A ese impulso colectivo hacia un horizonte de concordia se lo llamó después el espíritu de la transición, que hoy unos menosprecian y otros añoran, pero que es necesario recuperar
De noche, cuando ya habían cerrado las urnas y ante los periodistas de todos los medios nacionales y extranjeros se realizaba el recuento oficial en el Palacio de Congresos de la Castellana, los automóviles rodaban sobre las papeletas que habían alfombrado el asfalto, aplastaban el rostro de algunos líderes y hacían sonar el claxon como al final de una victoria. Se había votado en paz. La democracia había ganado. Los ciudadanos tenían el ánimo suspendido ante los resultados de las urnas, y aquella noche en los pubs donde las nuevas mesnadas juveniles habían instalado las nuevas formas de beber, de bailar, de oír música, de amarse, de viajar se sabía de forma inconsciente que la libertad, recién recobrada, era un derecho que había que ejercer día a día para que nadie te lo pudiera arrebatar.

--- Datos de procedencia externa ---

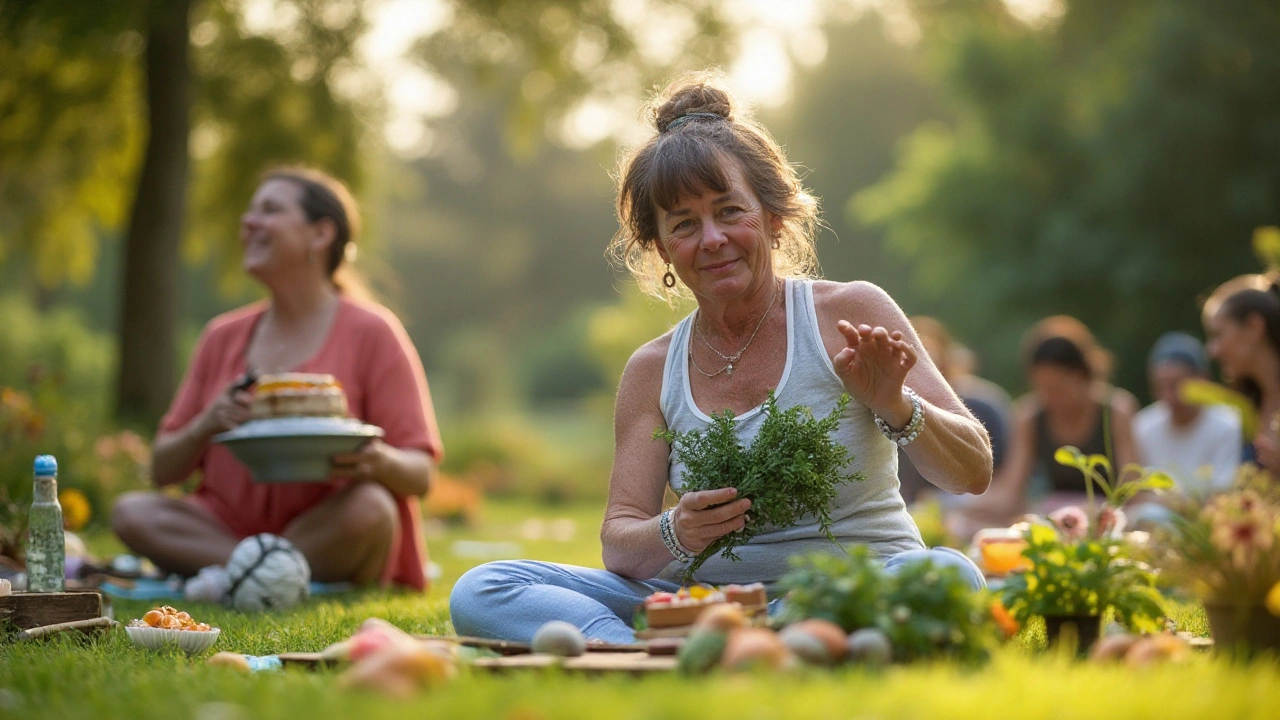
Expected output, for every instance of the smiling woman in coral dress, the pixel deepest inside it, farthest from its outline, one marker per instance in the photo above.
(364, 523)
(711, 205)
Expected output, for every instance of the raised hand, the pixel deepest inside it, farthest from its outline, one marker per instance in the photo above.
(873, 368)
(704, 516)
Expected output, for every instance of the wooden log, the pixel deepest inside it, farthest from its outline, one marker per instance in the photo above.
(27, 610)
(86, 627)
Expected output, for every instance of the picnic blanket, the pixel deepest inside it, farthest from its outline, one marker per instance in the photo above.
(149, 588)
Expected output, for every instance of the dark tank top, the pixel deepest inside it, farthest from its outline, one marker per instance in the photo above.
(1063, 478)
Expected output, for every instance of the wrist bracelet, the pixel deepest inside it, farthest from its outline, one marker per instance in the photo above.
(914, 427)
(668, 537)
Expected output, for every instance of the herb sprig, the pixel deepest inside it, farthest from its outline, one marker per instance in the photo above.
(791, 469)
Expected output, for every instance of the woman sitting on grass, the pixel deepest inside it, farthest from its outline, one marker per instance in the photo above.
(364, 524)
(711, 201)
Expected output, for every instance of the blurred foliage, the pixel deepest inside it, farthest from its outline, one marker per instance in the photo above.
(544, 57)
(1115, 158)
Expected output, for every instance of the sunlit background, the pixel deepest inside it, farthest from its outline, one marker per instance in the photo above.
(986, 162)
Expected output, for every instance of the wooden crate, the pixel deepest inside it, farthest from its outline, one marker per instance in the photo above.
(23, 610)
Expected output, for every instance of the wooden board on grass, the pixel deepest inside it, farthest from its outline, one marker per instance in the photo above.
(506, 648)
(592, 662)
(24, 610)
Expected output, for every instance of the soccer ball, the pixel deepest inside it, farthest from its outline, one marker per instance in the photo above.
(266, 573)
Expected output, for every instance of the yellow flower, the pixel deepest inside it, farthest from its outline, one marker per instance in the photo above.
(1274, 600)
(76, 509)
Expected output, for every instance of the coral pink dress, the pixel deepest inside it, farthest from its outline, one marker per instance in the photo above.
(371, 355)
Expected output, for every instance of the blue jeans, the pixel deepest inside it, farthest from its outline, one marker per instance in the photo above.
(511, 598)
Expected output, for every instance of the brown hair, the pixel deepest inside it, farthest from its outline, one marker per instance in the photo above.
(1065, 342)
(325, 197)
(699, 130)
(1239, 299)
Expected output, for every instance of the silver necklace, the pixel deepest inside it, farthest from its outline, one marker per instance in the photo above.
(728, 359)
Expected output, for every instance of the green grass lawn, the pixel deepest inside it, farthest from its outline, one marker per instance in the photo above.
(110, 678)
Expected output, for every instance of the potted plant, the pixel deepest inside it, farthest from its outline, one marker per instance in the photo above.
(1226, 551)
(1082, 565)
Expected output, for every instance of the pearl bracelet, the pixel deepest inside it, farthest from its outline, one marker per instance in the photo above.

En teoría las Cortes Generales se habían convocado para desarrollar la Ley de la Reforma Política. Nadie hablaba de una nueva constitución democrática. Solo era cuestión de ponerse en marcha hacia un horizonte de libertad que se conquistaba en el Congreso de los Diputados y en la calle, en las redacciones de los periódicos, en los teatros, en las esquinas… Algo extrañamente atractivo transportaba la brisa de acacias aquel 15 de junio de 1977. Todas las formaciones políticas, llegadas desde el fondo del franquismo, desde el exilio y la clandestinidad, desde los sindicatos y la universidad se pusieron de acuerdo en sacar lo primero la carreta del charco de un pasado tenebroso empujando todos en la misma dirección de la historia. A ese impulso colectivo hacia un horizonte de concordia se lo llamó después el espíritu de la transición, que hoy unos menosprecian y otros añoran, pero que es necesario recuperar.